Abstract The current study was designed to enhance the brain bioavailability and to extract maximum therapeutic benefit from a novel antidepressant drug, agomelatine. For this purpose, a thermoresponsive in situ gel was prepared by dissolving 20% w/v of Poloxamer-407 in agomelatine containing nanoemulsion. To impart mucoadhesive property, 0.5% w/v concentration of chitosan was ensured in the final formulation, named as Ago-NE-gel+0.5%chitosan. The gelling point and mucoadhesive strength of Ago-NE-gel+0.5%chitosan were found to be 28 ± 1 °C, and 6246.27 dynes/cm2 respectively. The size of free micelles of Poloxamer-407 was recorded graphically at 18.43 ± 0.95 nm whereas the size of sterically stabilized Ago-NE was observed at 142.58 ± 4.21 nm. The viscosity and pH of Ago-NE-gel+0.5%chitosan were found to be 2439 ± 23 cP (at 35 ± 1 °C temperature) and 5.8 ± 0.2 respectively. The developed formulation was found safe on nasal mucosa during the toxicity study. CLSM based brain distribution study suggested that Ago-NE-gel+0.5%chitosan is more competent to deliver the drug into the brain as compared to agomelatine-suspension.
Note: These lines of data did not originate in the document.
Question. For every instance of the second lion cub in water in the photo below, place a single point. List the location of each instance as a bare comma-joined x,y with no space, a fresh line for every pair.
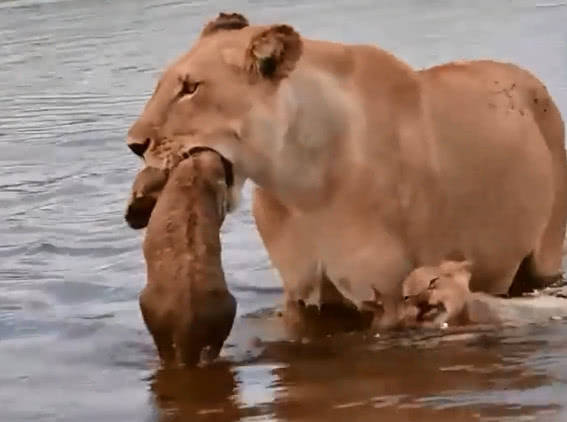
439,295
182,250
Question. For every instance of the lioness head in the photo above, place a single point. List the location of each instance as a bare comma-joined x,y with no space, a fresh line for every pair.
221,95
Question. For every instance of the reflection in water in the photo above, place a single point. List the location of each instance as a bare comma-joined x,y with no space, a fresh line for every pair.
183,394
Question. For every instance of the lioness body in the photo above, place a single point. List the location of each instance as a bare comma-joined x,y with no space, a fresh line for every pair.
440,295
183,260
365,167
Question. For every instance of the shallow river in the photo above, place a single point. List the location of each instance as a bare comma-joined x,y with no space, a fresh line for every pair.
73,76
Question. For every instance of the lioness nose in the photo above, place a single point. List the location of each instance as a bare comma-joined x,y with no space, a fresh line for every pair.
138,146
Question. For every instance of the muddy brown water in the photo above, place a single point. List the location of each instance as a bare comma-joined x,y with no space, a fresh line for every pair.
73,76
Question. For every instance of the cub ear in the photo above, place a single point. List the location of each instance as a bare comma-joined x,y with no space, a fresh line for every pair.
225,21
273,53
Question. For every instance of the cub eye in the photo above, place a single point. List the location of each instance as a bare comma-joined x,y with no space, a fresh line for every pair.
188,88
432,283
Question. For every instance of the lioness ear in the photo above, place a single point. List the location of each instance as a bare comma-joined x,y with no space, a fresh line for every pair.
273,53
225,21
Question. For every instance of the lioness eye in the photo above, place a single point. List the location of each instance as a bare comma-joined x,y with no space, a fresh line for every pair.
188,88
432,282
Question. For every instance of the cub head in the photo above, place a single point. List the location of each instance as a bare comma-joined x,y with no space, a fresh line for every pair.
437,293
146,188
221,95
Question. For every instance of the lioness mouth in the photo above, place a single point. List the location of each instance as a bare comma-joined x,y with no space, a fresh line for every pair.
428,311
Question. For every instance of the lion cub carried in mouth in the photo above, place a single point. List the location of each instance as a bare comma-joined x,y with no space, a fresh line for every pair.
186,304
439,295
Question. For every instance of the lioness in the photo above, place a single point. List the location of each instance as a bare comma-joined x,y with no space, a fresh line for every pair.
353,150
186,305
440,295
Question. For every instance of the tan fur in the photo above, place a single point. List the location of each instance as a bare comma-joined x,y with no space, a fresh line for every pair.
186,304
368,168
441,294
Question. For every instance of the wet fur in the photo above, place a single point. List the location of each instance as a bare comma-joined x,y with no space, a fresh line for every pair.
186,305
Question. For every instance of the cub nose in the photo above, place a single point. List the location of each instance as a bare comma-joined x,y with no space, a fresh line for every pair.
139,146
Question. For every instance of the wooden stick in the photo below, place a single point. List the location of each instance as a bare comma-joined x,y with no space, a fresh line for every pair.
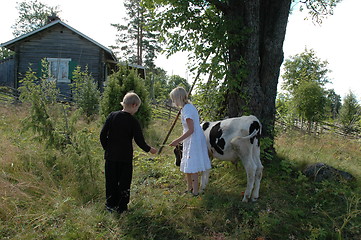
179,112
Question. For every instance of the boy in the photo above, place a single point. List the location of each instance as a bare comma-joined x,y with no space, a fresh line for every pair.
116,137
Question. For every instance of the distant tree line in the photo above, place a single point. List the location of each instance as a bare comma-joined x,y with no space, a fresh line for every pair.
305,98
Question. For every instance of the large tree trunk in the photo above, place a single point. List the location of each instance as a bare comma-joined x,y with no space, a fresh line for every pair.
255,61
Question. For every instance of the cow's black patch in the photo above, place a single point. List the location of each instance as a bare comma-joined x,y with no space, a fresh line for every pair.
255,126
205,126
215,138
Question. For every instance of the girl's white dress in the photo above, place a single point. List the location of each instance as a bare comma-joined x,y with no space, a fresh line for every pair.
195,154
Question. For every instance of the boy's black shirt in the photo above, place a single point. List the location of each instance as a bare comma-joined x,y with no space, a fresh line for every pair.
117,134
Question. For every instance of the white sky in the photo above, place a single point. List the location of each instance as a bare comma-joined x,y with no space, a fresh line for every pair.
337,40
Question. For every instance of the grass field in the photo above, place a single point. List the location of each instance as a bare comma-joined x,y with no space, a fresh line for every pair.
48,193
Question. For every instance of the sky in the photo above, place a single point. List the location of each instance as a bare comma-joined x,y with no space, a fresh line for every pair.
337,40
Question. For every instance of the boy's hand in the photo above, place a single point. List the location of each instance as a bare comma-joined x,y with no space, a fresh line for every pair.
153,150
174,143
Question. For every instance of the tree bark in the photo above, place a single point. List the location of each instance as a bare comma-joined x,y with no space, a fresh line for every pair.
255,61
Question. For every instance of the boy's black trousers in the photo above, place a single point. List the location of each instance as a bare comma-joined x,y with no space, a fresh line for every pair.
118,178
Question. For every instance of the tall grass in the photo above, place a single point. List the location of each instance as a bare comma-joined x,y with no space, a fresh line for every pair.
49,193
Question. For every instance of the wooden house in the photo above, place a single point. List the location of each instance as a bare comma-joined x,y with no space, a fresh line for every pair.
64,48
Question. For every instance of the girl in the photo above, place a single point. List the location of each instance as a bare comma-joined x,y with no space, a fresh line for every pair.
195,155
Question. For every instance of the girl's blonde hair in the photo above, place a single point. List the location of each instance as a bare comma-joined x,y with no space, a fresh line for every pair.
131,98
179,96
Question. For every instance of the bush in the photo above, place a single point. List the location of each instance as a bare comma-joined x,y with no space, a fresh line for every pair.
85,92
120,83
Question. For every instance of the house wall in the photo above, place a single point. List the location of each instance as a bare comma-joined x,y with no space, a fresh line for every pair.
60,42
7,74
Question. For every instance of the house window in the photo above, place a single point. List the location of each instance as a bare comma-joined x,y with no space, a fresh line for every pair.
59,69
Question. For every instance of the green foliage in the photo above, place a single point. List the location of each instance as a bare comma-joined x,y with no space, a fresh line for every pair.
306,99
137,40
120,83
209,100
310,101
41,94
350,113
302,68
55,194
33,14
85,92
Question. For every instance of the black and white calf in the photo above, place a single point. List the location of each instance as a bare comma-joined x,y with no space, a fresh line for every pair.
236,139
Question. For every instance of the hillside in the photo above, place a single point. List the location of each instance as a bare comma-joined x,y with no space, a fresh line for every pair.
58,193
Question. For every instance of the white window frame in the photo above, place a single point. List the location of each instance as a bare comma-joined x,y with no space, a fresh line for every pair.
59,69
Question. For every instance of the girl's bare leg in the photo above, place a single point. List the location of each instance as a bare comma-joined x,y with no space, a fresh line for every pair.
189,182
194,177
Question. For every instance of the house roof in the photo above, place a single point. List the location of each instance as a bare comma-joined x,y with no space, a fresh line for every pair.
11,43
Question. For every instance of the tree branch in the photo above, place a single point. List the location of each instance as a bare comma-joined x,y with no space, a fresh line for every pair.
219,5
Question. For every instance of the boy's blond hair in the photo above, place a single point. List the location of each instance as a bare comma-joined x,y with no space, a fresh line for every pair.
179,96
131,98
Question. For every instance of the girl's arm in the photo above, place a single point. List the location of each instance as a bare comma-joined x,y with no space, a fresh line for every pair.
190,125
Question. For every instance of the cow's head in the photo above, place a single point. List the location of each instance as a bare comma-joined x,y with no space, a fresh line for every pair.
178,152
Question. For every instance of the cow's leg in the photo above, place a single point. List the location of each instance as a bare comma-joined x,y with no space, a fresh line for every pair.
244,151
204,179
258,176
250,168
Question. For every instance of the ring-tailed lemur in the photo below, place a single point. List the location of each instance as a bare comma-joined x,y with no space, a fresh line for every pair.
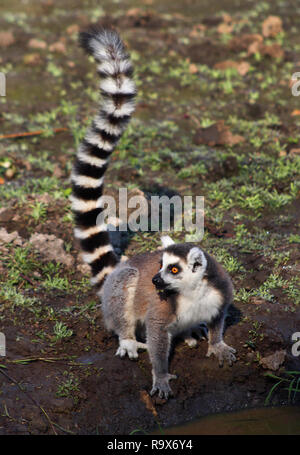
168,291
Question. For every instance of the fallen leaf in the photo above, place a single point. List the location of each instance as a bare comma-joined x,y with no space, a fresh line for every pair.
37,44
197,30
51,248
217,134
32,59
225,28
58,47
6,39
241,67
272,50
271,26
242,42
146,399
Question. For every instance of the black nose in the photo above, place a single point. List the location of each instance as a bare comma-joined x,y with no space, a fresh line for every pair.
157,280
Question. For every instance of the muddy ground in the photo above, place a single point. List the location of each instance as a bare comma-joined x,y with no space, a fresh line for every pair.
215,117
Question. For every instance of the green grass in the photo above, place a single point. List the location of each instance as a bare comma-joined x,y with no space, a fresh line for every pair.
289,382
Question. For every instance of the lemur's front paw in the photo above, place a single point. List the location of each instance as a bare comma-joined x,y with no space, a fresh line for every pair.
201,332
130,347
223,352
161,385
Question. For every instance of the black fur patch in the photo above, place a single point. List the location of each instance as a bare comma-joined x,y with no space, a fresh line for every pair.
108,259
89,170
95,151
94,241
87,219
87,194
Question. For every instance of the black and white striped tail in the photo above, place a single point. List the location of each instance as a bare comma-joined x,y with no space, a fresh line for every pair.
118,92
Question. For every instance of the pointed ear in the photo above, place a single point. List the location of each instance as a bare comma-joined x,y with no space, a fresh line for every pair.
166,241
196,259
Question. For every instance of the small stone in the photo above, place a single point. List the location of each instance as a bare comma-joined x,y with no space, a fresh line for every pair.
273,361
6,39
6,214
37,44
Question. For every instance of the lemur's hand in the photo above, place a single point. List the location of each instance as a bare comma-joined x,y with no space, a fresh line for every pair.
161,385
223,352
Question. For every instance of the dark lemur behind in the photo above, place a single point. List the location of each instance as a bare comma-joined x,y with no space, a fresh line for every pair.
195,287
118,93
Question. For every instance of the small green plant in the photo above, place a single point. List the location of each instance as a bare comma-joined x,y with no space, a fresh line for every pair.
68,387
39,211
61,331
290,382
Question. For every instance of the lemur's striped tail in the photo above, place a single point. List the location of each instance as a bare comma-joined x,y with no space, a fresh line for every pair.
117,104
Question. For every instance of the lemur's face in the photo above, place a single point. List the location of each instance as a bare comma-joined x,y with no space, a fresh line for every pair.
179,273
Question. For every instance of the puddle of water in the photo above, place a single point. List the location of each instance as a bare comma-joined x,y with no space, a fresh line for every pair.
269,421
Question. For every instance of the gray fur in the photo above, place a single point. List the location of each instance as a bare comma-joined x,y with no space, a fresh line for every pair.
201,295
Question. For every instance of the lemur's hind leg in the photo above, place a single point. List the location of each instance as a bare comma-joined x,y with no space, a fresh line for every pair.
201,332
216,345
119,312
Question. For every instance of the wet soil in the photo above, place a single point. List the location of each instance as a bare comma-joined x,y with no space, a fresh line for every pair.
77,385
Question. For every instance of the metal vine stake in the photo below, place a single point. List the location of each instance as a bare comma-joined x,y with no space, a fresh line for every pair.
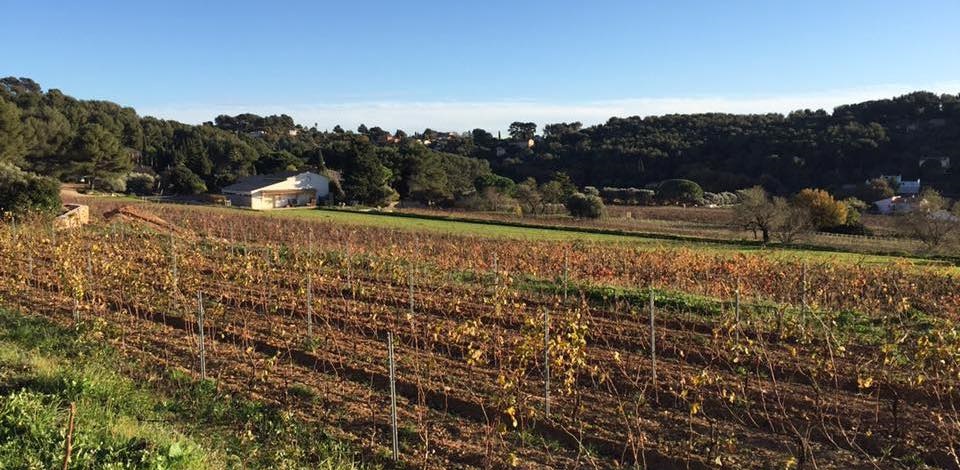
393,397
203,351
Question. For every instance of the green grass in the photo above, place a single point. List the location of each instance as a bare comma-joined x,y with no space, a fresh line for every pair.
175,422
497,230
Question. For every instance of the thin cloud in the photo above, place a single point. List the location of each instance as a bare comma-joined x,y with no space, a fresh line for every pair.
497,115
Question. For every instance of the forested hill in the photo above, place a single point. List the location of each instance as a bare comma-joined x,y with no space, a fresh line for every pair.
725,152
51,133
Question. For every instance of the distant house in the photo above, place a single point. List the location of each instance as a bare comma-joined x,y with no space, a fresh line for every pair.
943,161
290,189
895,205
904,187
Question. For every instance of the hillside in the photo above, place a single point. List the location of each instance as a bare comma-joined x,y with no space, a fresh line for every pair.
916,135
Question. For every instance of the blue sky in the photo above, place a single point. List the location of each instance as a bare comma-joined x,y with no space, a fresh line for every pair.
458,65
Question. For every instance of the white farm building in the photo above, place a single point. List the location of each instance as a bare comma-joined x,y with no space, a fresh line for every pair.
290,189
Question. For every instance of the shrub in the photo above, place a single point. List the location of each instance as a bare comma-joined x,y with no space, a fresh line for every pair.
181,180
141,183
825,211
585,206
679,191
22,192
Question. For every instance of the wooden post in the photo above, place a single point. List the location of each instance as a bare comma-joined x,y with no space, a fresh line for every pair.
203,352
393,397
546,363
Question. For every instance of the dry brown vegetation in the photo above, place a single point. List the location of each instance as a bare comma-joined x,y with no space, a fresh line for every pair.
830,365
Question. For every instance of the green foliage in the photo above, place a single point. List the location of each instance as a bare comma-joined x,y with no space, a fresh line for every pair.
22,192
181,180
522,131
679,191
825,211
499,183
99,155
585,206
175,422
141,184
366,180
12,146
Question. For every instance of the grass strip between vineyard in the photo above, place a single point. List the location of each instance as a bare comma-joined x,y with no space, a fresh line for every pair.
131,415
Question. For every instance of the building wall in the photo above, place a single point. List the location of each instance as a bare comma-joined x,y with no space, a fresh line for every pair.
266,200
239,200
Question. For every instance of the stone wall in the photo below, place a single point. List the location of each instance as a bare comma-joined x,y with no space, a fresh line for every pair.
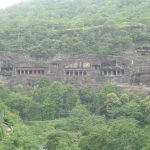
76,69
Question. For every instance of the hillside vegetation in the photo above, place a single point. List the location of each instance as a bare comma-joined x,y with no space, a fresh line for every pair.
55,116
74,26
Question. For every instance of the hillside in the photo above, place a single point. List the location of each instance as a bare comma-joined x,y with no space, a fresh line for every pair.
74,26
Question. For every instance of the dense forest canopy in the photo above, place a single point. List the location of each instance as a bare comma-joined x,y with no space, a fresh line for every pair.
74,26
58,116
55,116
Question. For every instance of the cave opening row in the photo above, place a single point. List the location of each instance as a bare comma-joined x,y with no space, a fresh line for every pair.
76,73
30,72
113,72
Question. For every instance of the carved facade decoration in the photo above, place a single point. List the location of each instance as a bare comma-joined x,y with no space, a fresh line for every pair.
76,69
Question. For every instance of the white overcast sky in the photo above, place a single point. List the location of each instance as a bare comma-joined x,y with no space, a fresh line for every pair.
8,3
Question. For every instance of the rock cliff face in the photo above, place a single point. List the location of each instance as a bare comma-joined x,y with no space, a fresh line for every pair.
76,69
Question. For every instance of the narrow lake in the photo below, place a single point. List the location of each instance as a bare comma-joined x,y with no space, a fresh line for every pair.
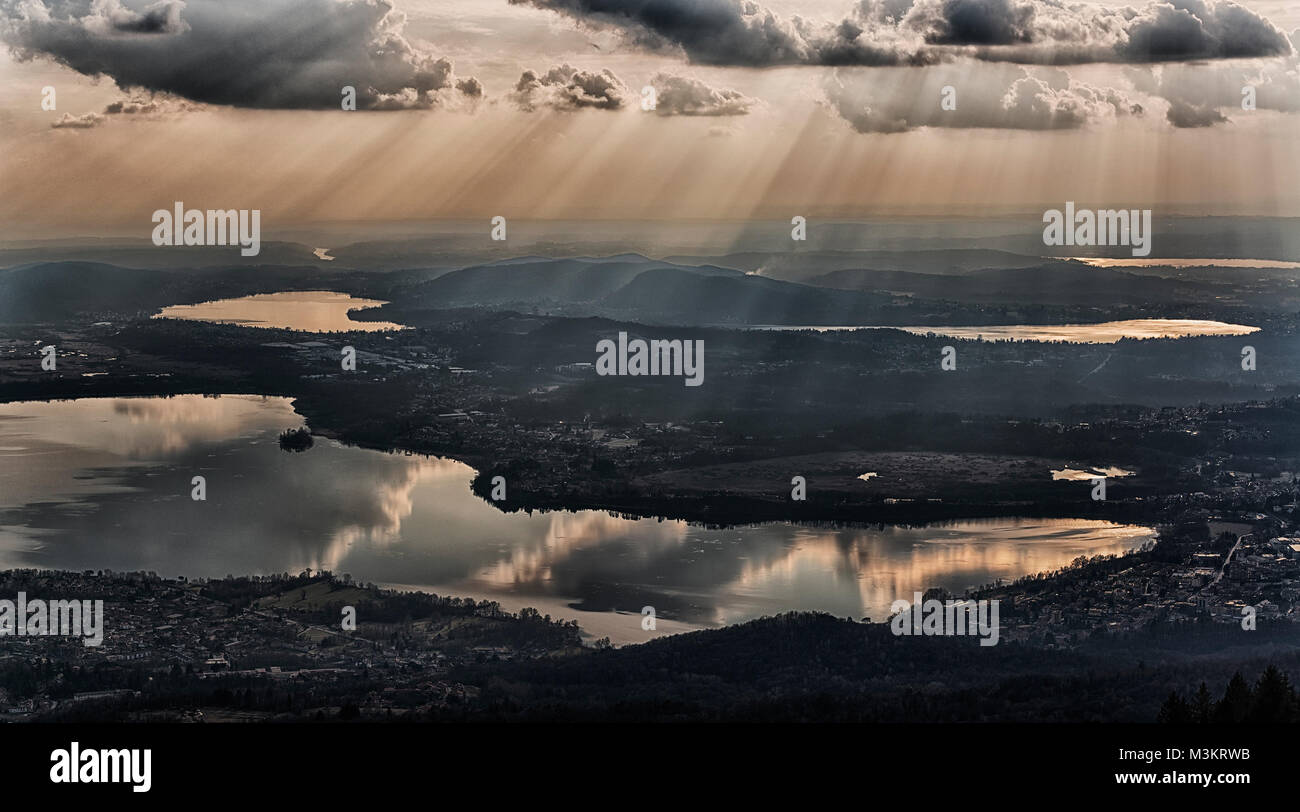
1101,333
98,483
307,311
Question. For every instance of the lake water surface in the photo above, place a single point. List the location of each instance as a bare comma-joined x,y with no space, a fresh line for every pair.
99,483
307,311
1101,333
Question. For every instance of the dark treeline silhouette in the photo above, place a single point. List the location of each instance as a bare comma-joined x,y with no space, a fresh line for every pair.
1272,700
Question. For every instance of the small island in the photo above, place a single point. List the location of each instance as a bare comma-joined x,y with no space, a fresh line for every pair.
295,439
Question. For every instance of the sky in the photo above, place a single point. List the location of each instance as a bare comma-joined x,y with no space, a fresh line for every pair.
533,109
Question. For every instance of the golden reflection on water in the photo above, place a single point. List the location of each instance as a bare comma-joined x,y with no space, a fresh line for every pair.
104,482
306,311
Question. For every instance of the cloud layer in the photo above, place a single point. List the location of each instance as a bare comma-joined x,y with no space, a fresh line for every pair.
1004,96
926,31
254,53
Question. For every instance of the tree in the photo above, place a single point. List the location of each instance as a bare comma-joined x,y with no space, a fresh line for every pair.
1175,711
1235,706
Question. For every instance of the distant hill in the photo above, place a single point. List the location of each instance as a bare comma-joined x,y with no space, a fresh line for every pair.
1065,283
53,291
635,287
After intranasal administration of Ago-NE-gel+0.5%chitosan in Wistar rats, the AUC0-8h in brain and plasma were found to be 1418.591 ± 71.87 and 473.901 ± 32.42 ng.h/ml respectively. The hypothesis conceived at the beginning of this research work was delivered as 2.82 folds enhanced bioavailability of agomelatine in the brain. The behavioral studies confirmed that the antidepressant activity of agomelatine can be improved by loading the drug into a mucoadhesive-nanoemulsion-gel system followed by its intranasal administration.